According to the tiny nation of Timor-Leste, Australia has steadfastly rejected attempts to negotiate a permanent maritime boundary in the Timor Sea, site of plentiful oil and gas.
The country’s prime minister, Rui Maria de Araujo, journeyed to Washington recently to make a case at Congress and the State Department, asking U.S. officials to use their influence with allied Australia.
This could be a touchy issue given the USA’s stance on territorial waters disputes with China and the South China Sea and adjacent-waters like problems where Washington has repeatedly accused Beijing of coercive tactics against its neighbors.
Australia, like China, refuses to recognize the jurisdiction of an international court in The Hague that is geared up to resolve disputes under the U.N. Convention on the Law of the Sea.
What’s at stake is not just sovereignty or fishing rights in the Timor Sea, but billions of dollars from oil and gas. After East Timor gained independence in 2002, the two countries negotiated deals on sharing oil and gas revenues in three separate treaties. Those agreements gave an even split of revenues from the Greater Sunrise gas field, and granted Timor-Leste 90 percent of the revenues from one other field.
Strangely, one of the treaties includes a clause that calls for a 50-year freeze on negotiating any permanent maritime boundary between the two countries. Thus, Australia says the current arrangements have benefits for both sides and there is an agreement not to revisit the sea border issue.
Timor-Leste is making the moves toward a UN interjection because oil and gas revenues account for more than 95 percent of the tiny country’s income, and the tiny nation needs to clarify the legal status of the deposits in the Timor Sea to get production going.

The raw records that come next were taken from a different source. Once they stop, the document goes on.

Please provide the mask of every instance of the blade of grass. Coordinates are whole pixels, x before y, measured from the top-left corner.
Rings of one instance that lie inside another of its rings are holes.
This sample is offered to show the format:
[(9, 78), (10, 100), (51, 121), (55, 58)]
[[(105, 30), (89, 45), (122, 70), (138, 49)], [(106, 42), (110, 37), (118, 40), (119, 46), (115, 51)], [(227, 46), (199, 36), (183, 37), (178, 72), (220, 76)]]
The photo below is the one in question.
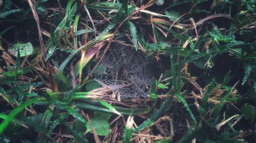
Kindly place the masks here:
[(14, 118), (14, 117), (17, 115), (20, 111), (22, 111), (24, 109), (30, 106), (31, 104), (35, 103), (39, 101), (46, 101), (46, 99), (43, 97), (34, 98), (28, 100), (23, 103), (19, 105), (18, 107), (14, 109), (8, 115), (7, 119), (3, 121), (0, 124), (0, 135), (3, 132), (5, 129), (10, 123), (10, 122)]

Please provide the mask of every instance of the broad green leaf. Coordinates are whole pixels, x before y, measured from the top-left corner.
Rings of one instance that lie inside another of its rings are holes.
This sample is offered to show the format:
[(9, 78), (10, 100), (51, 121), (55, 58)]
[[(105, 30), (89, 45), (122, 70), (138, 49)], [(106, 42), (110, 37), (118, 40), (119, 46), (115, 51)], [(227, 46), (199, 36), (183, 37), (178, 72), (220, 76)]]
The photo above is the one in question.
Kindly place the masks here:
[(11, 52), (15, 57), (18, 57), (17, 51), (19, 50), (20, 57), (27, 56), (33, 54), (33, 46), (31, 42), (26, 44), (16, 44), (13, 45)]
[[(110, 133), (109, 120), (111, 114), (94, 111), (93, 118), (91, 119), (92, 125), (96, 131), (98, 136), (107, 136)], [(92, 128), (88, 122), (86, 124), (86, 132), (93, 133)]]
[[(166, 11), (164, 12), (166, 13), (166, 15), (168, 16), (168, 18), (170, 20), (172, 21), (175, 21), (180, 16), (180, 12), (175, 11)], [(179, 23), (180, 21), (180, 19), (179, 19), (177, 21), (176, 21), (176, 23)]]

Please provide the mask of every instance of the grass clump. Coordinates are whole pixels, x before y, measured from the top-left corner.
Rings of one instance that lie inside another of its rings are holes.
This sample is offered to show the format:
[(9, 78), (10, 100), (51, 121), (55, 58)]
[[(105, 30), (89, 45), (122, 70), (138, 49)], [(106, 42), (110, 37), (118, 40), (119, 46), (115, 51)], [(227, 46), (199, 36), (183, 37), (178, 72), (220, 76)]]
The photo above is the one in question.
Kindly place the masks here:
[(0, 142), (255, 142), (255, 5), (0, 1)]

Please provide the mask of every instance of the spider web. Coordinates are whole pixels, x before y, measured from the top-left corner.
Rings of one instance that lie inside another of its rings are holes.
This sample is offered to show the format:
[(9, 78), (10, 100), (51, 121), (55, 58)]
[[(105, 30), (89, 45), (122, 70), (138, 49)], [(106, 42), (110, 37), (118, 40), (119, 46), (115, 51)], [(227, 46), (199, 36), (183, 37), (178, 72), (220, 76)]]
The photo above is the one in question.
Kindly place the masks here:
[(109, 48), (92, 76), (121, 99), (146, 97), (151, 82), (145, 55), (119, 44)]

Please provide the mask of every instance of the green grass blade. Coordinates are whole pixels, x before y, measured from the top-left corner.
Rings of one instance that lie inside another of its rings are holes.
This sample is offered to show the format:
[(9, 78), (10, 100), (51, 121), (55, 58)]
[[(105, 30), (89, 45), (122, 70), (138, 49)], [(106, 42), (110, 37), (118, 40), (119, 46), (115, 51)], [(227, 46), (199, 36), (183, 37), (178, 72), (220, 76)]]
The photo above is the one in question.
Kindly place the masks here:
[(113, 111), (113, 113), (116, 114), (117, 115), (122, 116), (122, 114), (121, 114), (118, 111), (117, 111), (117, 110), (115, 110), (115, 109), (111, 106), (110, 105), (109, 105), (109, 103), (108, 103), (108, 102), (100, 99), (100, 98), (97, 98), (97, 101), (98, 101), (98, 102), (101, 104), (102, 105), (103, 105), (104, 106), (108, 108), (109, 110), (110, 110), (111, 111)]
[(188, 113), (189, 114), (190, 116), (191, 117), (191, 118), (193, 120), (193, 122), (194, 122), (195, 124), (196, 124), (196, 118), (194, 116), (194, 114), (193, 114), (191, 110), (189, 108), (189, 106), (188, 106), (188, 103), (187, 103), (186, 101), (185, 100), (185, 99), (183, 98), (183, 97), (180, 95), (179, 93), (176, 94), (177, 99), (179, 99), (179, 101), (180, 101), (180, 102), (181, 102), (181, 103), (184, 105), (184, 106), (185, 106), (185, 107), (186, 108), (187, 111), (188, 111)]
[(137, 51), (138, 49), (138, 44), (137, 44), (137, 31), (136, 30), (136, 27), (132, 22), (129, 21), (128, 23), (130, 25), (130, 32), (131, 32), (133, 43), (133, 45), (134, 45), (134, 48)]
[(10, 122), (14, 118), (14, 117), (17, 115), (20, 111), (22, 111), (24, 108), (27, 107), (29, 105), (36, 103), (38, 101), (45, 101), (46, 99), (45, 98), (36, 98), (30, 100), (28, 100), (23, 103), (19, 105), (18, 107), (14, 109), (8, 115), (7, 119), (3, 121), (0, 124), (0, 134), (1, 134)]

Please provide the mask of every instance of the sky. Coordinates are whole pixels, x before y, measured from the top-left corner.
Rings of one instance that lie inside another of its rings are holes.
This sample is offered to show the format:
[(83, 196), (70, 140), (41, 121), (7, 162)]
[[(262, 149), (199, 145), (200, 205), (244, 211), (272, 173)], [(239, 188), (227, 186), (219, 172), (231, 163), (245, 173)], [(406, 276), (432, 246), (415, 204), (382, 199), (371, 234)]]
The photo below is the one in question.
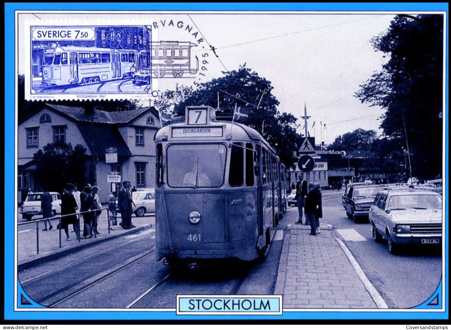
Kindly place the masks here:
[[(206, 76), (202, 77), (202, 81), (221, 77), (221, 71), (236, 69), (246, 63), (260, 76), (271, 82), (272, 93), (280, 102), (281, 112), (290, 113), (299, 118), (304, 115), (306, 104), (308, 115), (311, 116), (308, 124), (310, 135), (315, 136), (318, 144), (322, 130), (322, 140), (327, 144), (337, 136), (358, 128), (374, 129), (378, 135), (382, 134), (378, 119), (383, 110), (362, 104), (353, 96), (359, 85), (380, 70), (387, 60), (383, 54), (375, 51), (370, 40), (386, 31), (394, 17), (393, 14), (379, 13), (194, 13), (189, 15), (152, 13), (112, 17), (73, 14), (63, 19), (54, 14), (41, 13), (38, 18), (28, 14), (19, 19), (19, 38), (25, 38), (24, 22), (47, 24), (55, 19), (60, 25), (120, 22), (152, 25), (152, 22), (165, 19), (182, 21), (184, 26), (194, 25), (199, 32), (196, 37), (202, 35), (205, 40), (206, 43), (200, 43), (199, 46), (204, 45), (207, 49), (209, 45), (213, 46), (219, 56), (218, 59), (208, 52), (210, 61), (205, 66)], [(153, 33), (159, 40), (165, 40), (171, 37), (171, 34), (179, 34), (182, 29), (176, 30), (165, 30), (160, 26)], [(152, 37), (155, 37), (153, 34)], [(22, 73), (25, 72), (25, 54), (20, 42), (19, 44), (18, 68)], [(204, 51), (200, 46), (198, 49), (199, 54)], [(161, 90), (170, 88), (169, 81), (162, 82)], [(316, 124), (312, 128), (313, 122)], [(303, 127), (302, 123), (299, 132)]]

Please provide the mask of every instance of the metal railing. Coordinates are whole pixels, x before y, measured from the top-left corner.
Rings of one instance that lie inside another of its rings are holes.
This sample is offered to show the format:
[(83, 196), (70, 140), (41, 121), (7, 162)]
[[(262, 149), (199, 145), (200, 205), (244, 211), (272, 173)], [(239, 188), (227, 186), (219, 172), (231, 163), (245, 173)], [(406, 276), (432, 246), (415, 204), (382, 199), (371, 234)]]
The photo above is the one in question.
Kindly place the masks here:
[[(50, 218), (39, 219), (37, 219), (36, 220), (33, 220), (32, 221), (26, 221), (25, 222), (18, 223), (18, 225), (23, 226), (26, 225), (29, 225), (30, 224), (32, 224), (32, 223), (36, 224), (36, 250), (37, 250), (36, 253), (37, 254), (39, 254), (39, 222), (44, 221), (47, 221), (47, 220), (50, 221), (52, 220), (59, 219), (58, 229), (59, 230), (60, 248), (61, 248), (62, 247), (61, 245), (61, 229), (64, 230), (64, 229), (62, 228), (62, 226), (61, 225), (61, 219), (62, 218), (64, 218), (64, 217), (70, 216), (71, 215), (77, 215), (77, 219), (78, 219), (78, 229), (79, 229), (78, 241), (78, 242), (80, 242), (81, 241), (80, 236), (81, 236), (81, 234), (80, 233), (80, 230), (81, 230), (81, 229), (80, 228), (80, 215), (83, 214), (84, 213), (94, 213), (96, 211), (103, 210), (106, 210), (106, 219), (107, 221), (108, 221), (108, 234), (110, 234), (110, 210), (108, 210), (108, 207), (103, 207), (100, 209), (97, 209), (97, 210), (92, 210), (90, 211), (84, 211), (83, 212), (72, 213), (71, 214), (66, 214), (64, 215), (55, 215), (55, 216), (52, 216)], [(94, 214), (94, 216), (95, 216), (95, 214)], [(68, 225), (68, 226), (69, 226), (69, 225)], [(96, 229), (97, 229), (97, 226)], [(97, 233), (96, 232), (97, 230), (96, 229), (92, 229), (91, 230), (93, 230), (94, 238), (97, 238)], [(90, 234), (90, 233), (88, 234)]]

“We stand by the existing treaties, which are fair and consistent with international law,” Australia’s foreign ministry announced in April after Timor-Leste disclosed its plans to take the case to the United Nations.
“If we use the principle of equidistance, we think that all these resources would belong to us,” Araujo has said. The fields are less than 100 miles from Timor-Leste and almost 300 miles from Australia.